Spinal motor neuronopathy. The management of SMAJ is identical to that of adult-onset SMA due to other causes.

Surveillance

The following regular evaluations are indicated to detect manifestations that can occur with time:

  • Neurologic deficits. Neurologic examination including assessment of memory, personality changes
  • Psychiatric abnormalities. Assessment for signs including depression and suicidal ideation
  • Impaired respiratory function. Monitoring of forced vital capacity (FEV) and other aspects of respiratory function performed at clinic visits to determine the appropriate time to offer noninvasive ventilation
  • Sensorineural hearing loss. Audiologic examination including speech discrimination testing

Agents/Circumstances to Avoid

The following should be noted:

  • Baclofen used to treat spasticity can sometimes worsen muscle weakness.
  • Some drugs used to treat the behavioral manifestations of FTD may worsen dysarthria, dysphagia, and/or respiratory weakness.

Evaluation of Relatives at Risk

See Genetic Counseling for issues related to testing of at-risk relatives for genetic counseling purposes.
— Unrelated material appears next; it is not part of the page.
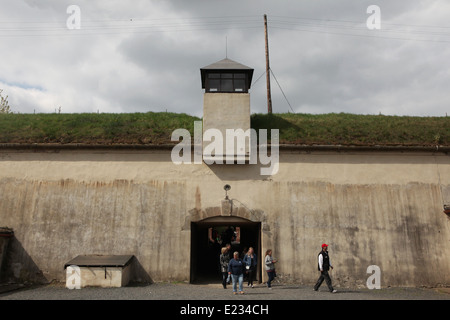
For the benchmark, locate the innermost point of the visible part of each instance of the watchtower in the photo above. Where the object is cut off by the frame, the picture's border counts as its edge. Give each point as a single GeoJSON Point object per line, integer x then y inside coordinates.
{"type": "Point", "coordinates": [226, 102]}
Therapies Under Investigation

A clinical trial with the selective serotonin reuptake inhibitor (SSRI) paroxetine showed an increase in cognitive impairment in patients with FTD treated with this drug [Deakin et al 2004]. Conversely, a previous study with another SSRI, trazodone, showed a favorable effect on behavioral disturbances and agitation without cognitive decline [Lebert et al 2004]. Further studies are needed to clarify this issue.

Several trials with memantine are underway in patients with FTD, as well as a trial with oxytocin and its effect on social cognition.

Although no current clinical trials are specifically designed to target CHCHD10-related disorders, many are addressed in the broader category of ALS or FTD.

Search ClinicalTrials.gov in the US and EU Clinical Trials Register in Europe for access to information on clinical studies for a wide range of diseases and conditions.